At this point I was also dealing with a sky high LDL-P and the keto-rash (prurigo pigmentosa), so my thought was that I could kill all three birds with one stone by adding carbs back into my diet and ending my nutritional ketosis experiment.
[otw_is sidebar=otw-sidebar-1]
On 5/9/2013, after almost two months of eating more carbs my TSH came back down and my Free T3 and Free T4 improved, so this seemingly did the trick! The only issue was that my rT3 level was still too high.

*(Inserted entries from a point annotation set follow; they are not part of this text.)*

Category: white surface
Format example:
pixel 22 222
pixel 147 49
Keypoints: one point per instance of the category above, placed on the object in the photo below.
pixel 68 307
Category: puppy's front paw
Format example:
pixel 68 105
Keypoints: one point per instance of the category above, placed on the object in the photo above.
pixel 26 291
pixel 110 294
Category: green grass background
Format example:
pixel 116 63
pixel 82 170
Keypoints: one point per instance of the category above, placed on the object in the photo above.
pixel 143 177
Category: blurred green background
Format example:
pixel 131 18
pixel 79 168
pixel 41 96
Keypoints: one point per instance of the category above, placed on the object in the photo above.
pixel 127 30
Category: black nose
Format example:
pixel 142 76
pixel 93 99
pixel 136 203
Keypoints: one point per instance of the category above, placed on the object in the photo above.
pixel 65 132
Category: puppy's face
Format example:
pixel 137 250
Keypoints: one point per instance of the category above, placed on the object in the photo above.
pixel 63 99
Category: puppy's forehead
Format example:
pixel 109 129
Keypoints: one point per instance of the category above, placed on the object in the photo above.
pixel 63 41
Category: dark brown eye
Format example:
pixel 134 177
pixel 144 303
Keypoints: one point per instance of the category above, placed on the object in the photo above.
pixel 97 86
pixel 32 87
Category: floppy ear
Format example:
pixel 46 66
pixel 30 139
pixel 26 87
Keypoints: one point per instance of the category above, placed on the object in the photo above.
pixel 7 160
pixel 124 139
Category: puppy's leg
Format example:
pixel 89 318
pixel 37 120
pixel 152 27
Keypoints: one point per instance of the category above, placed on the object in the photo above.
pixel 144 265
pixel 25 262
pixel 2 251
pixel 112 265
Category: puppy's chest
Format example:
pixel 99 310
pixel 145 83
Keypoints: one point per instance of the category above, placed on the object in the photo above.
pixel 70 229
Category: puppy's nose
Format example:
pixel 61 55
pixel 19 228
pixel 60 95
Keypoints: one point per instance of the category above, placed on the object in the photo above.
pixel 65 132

I stopped experimenting for a while because the BJJ Cavewife and I were preoccupied with planning our wedding, but once that was through, I discovered Carb Nite which is a cyclic ketogenic diet (carbs once a week). My thinking was that this method would confer the benefits of a ketogenic diet (weight loss, metabolic efficiency, decreased reactive oxygenated species, decreased glycation end products, etc.) without the detriments (keto rash, high cholesterol, hypothyroidism).
After 10 weeks of being on Carb Nite, on 12/16/13 I re-checked my thyroid levels and found that things only worsened slightly. My TSH took a bump, but not nearly as high as it did while being in strict ketosis. My rT3 got worse however, although I’m not sure how much this had to do with the fact that my work schedule had changed from a second shift schedule into a graveyard/overnight schedule.
Now, I’m in the midst of experimenting with Carb Back-Loading, Kiefer’s targeted ketogenic diet (carbs only after you work out), and after 8 weeks I drew my latest set of labs. As you can see my TSH improved and is now closer to 1.00 than it’s ever been. My rT3 came down to it’s lowest point, although it’s still higher than I would like… (I suspect this has to do more with my graveyard shift than anything else).
It looks like the amount of carbs I’m taking in while following Carb Back-Loading (since I work out around 3 times a week, I take in carbs 3 times a week) is providing enough of a signal to my body to continue to pump out thyroid hormone! This is a much more tolerable method of optimizing my thyroid as opposed to what Ben Greenfield did, which was eating a lot of liver, dessicated thyroid, and sweetbreads. Bleagh…. (now before you go all Green Eggs and Ham on me… I’ve tried the liver and the sweetbread and it almost made me vomit).
So at least with regard to my thyroid the optimal diets are ranked in this order:
Carb Back-Loading > Slow Carb Diet > Carb Nite > Strict Nutritional Ketosis
Thanks for experimenting so much!
Is the rash gone by eating carbs after workout?
Hi BJJ Caveman. I’ve been a silent fan for quite a while. Thanks for awesome N=1 stuff!
Question, when you do CNS and/or Carb Backloading, how many grams of carbs do you typically get, from what sources, and over about how longof a period of time?
With best regards,
Sean
When on CNS, during the ultra low carb portions I was eating 30-40 gm of carbs. Then on the Carb Nite, this would go up to 150-300 gm.
On Carb Nites, the sources would be like rice, noodles, candy, cookies, pie, cake, ice cream pizza … all kinds of junk
While CBL, I started at 300-350 gm, then had to titrate it down to 150-200 gm. This was only on days I had weight lifted.
Carbs on CBL mainly from rilose, rice, potatoes, rice krispie treats, things like that.